Bu yazıda tekrar tekrar söylememek için baştan söylüyorum. Engin Alkan, Türk tiyatrosu adına inanılmaz işler yapan çok güzel bir beyin. 3 saatten fazla süren 2 perdelik bu oyunda belki çok bilindik hikayeleri barındıran bir metin var ama öyle güzel detaylar bir araya getirilmiş ki, hiç sıkılmadan izleniyor.

Çağlar Çorumlu… Ömür boyunca unutamayacağım Shakespeare… Hala hatırladıkça gülümsüyorum.
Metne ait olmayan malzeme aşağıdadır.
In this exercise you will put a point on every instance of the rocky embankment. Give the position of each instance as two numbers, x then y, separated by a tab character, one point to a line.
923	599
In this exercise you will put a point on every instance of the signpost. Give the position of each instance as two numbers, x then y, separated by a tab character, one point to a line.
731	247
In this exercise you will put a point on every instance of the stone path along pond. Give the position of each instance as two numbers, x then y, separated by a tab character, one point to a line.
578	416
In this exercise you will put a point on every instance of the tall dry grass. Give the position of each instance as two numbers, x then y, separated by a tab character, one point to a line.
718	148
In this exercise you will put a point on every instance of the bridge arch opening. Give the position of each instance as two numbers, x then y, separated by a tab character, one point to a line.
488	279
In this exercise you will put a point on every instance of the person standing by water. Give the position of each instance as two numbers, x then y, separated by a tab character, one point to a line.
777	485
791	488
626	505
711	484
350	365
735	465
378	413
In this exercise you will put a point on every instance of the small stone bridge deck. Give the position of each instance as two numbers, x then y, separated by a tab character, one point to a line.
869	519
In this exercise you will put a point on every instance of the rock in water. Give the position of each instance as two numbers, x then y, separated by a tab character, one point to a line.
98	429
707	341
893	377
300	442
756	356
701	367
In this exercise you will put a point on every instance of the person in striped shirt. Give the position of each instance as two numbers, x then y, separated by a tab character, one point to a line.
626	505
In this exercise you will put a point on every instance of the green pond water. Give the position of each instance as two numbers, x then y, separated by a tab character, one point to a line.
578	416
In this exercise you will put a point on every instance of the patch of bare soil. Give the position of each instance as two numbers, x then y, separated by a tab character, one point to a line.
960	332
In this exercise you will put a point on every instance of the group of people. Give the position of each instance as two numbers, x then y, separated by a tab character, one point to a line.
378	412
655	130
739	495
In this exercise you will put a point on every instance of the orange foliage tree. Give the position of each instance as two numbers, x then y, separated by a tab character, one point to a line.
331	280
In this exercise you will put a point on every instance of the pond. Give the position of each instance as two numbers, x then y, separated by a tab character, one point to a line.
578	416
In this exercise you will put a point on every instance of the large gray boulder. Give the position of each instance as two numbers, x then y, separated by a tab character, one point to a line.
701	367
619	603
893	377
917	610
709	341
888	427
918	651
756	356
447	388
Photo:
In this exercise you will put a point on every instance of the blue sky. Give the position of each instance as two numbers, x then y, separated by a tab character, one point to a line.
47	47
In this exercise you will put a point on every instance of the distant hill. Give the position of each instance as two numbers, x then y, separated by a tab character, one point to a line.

Bu oyunda ise Şark Dişçisi kendisi… Ama nasıl kurnaz, nasıl muzip, nasıl komik…

Sırasıyla anlatmam gerekirse;

  • Dekor çok iyiydi. O kumpanya aracının 4 bir yanını evire çevire kullandılar. Kah üstüne tırmandılar, kah yatak odası oldu, kah antre oldu, kah kumpanya yapıldı… Çok iyiydi. Sade ama fonksiyoneldi.
  • Kostümler inanılmaz bir renk şöleni sunuyordu. Fotoğraflardan da gördüğünüz üzere bir renk cümbüşü vardı.
  • Müzikler çok sevimliydi. Ses düzeni ise ufak tefek aksaklıklara rağmen iyiydi.
  • Engin Alkan oyunlarının en sevdiğim yanı olan doğaçlamalardan bolca vardı. Hele sevişme sahnesi yapmaya çalışan iki oyuncunun peruklarının çıktığı sahnede çok çok komik diyaloglar yaşandı.
  • Sevinç Erbulak’ın, her ne kadar Tarla Kuşuydu Juliet‘teki performansını kendi skalasına göre biraz düşük bulsam da, bu oyundaki performansı müthişti. Kelimenin tam anlamıyla sahneye sığamadı. Enerjisini tüm seyircilere hissettirdi.
  • Beğendiğim milyonlarca şeye rağmen iki şeye çok takıldım. İlki Tarla Kuşuydu Juliet gibi müthiş bir senaryoda neler yapabileceğini ispatlamış olan Engin Alkan’ın, oldukça sempatik olmasına karşın bu sıradan metni seçmesiydi.
  • İkincisi ise  oyuncuların konuşmasıydı. Yazarı Ermeni olan bir oyun için hemen hemen tüm oyuncular dile dikkat etmişti fakat yer yer Roman şivesine geçen konuşmalar oldu. Açıkçası kulağımı tırmaladı.
Fakat tüm bu detayları toparlayınca, ortaya çıkan şeyin çok başarılı ve Türk tiyatrosu adına ümit vaad edici olduğunu söyleyebilirim.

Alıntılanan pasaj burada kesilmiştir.